In other words, boring stuff.
Yet, the Pentagon sees the potential for autonomous weapons—with a human in the loop, as officials stress—as important to national security, given the advances seen in drone technology in places such as Ukraine.
“From a defense standpoint, whether it’s a drone swarm that’s coming at a military base, whether it’s a hypersonic missile coming at the United States…you want to be able to take them down potentially faster than a human could alone,” Michael told Bloomberg News.

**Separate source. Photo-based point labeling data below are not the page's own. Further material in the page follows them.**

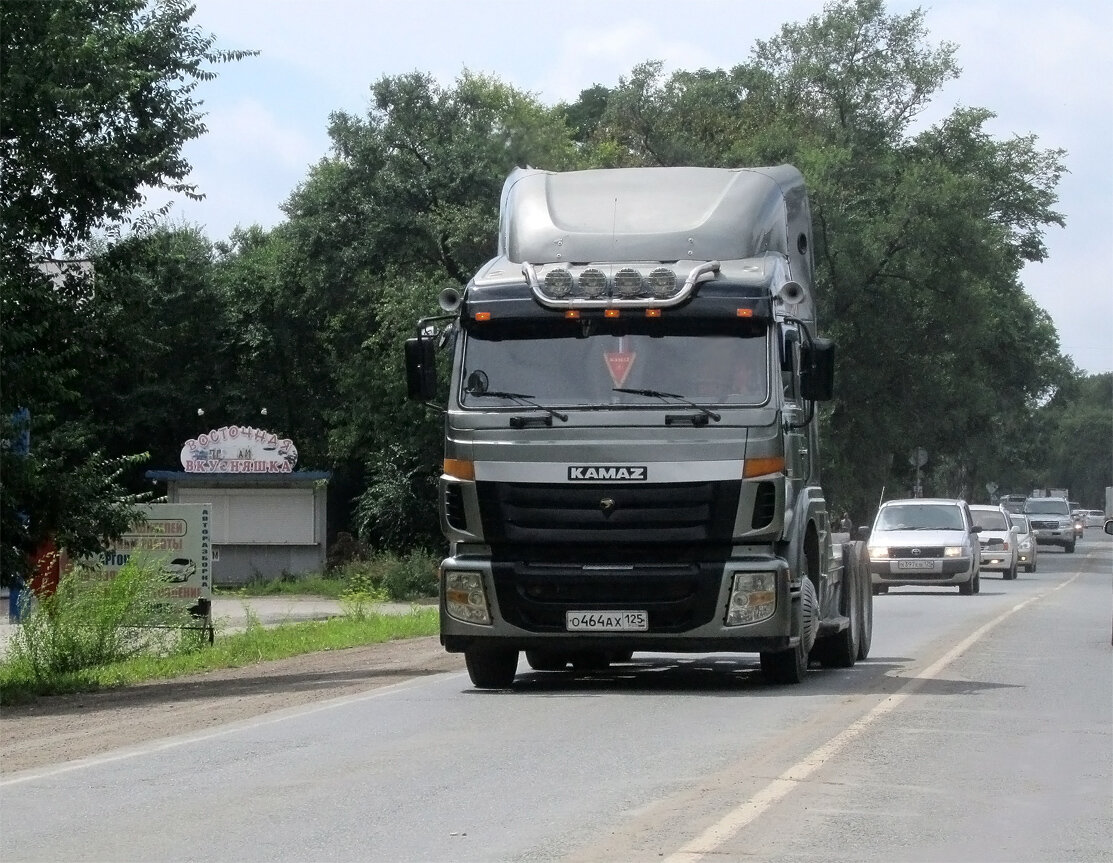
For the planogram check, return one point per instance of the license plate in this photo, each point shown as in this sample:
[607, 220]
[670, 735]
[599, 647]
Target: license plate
[607, 621]
[916, 565]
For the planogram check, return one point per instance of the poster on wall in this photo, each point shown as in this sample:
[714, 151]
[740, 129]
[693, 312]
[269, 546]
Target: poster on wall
[238, 449]
[178, 537]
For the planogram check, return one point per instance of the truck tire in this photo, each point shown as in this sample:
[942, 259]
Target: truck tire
[866, 610]
[840, 650]
[491, 667]
[790, 666]
[547, 660]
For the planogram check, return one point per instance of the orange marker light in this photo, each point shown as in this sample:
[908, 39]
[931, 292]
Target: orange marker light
[460, 469]
[762, 467]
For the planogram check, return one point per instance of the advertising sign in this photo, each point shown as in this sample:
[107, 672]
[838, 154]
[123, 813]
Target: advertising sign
[179, 538]
[238, 449]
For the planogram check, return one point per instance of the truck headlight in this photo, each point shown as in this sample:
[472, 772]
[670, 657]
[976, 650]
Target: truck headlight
[464, 597]
[752, 598]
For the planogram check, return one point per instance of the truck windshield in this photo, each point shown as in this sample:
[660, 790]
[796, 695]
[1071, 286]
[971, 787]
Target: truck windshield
[728, 368]
[1047, 507]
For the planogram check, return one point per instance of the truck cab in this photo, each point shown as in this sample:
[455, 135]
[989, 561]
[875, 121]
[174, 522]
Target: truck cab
[631, 451]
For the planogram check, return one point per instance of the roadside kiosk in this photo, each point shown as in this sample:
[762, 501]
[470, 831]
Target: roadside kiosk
[267, 519]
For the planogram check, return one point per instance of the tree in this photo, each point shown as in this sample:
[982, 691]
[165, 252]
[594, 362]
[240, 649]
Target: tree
[96, 103]
[919, 237]
[406, 204]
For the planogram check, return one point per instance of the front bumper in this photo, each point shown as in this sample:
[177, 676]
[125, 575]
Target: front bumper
[522, 617]
[944, 571]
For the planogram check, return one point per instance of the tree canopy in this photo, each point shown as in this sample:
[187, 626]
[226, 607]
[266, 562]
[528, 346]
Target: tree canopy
[96, 103]
[921, 234]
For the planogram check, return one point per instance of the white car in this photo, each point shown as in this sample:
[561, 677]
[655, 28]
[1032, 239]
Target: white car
[1027, 549]
[925, 541]
[997, 539]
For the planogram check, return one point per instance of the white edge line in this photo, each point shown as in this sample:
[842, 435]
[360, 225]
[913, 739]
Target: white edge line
[729, 825]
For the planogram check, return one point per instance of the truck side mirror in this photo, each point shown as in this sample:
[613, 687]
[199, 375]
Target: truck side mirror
[421, 369]
[817, 372]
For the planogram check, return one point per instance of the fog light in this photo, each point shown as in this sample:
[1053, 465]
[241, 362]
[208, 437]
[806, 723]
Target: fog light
[752, 598]
[464, 597]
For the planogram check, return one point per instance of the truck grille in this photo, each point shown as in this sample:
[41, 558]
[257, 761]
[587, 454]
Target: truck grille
[655, 513]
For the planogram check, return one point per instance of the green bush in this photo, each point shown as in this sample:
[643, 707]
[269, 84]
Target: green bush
[94, 620]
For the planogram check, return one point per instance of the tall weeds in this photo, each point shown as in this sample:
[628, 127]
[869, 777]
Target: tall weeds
[94, 620]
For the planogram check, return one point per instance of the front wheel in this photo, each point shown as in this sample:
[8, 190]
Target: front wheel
[491, 667]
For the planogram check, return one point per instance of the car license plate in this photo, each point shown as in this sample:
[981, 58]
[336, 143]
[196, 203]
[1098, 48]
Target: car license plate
[607, 621]
[916, 565]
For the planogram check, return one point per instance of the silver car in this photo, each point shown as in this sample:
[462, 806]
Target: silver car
[997, 539]
[1027, 549]
[925, 541]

What apparently increased tensions between the Pentagon and Anthropic was a hypothetical question poised to the startup about whether it would prohibit the government from using the company’s models to stop an imminent missile attack against the U.S. because of its autonomous-weapons prohibition
And, just like that, it was as if the 1983 sci-fi movie “WarGames” was feeling real.
The debate is a natural byproduct of the hype around AI that has ushered in an era of magical thinking. What was once the stuff of sci-fi now feels possible—even if the actual AI technology is still far from being able to do what’s being imagined.
Still, advances in the AI labs and noticeable improvements in the chatbots fuel more ideas of what could come. It has suddenly become mainstream to think wildly. So much so that it can feel like we’re living in a time when the limits of what might be possible are merely constrained by one’s imagination.
It isn’t surprising, then, that there will be fights today to decide whose dream of AI wins tomorrow.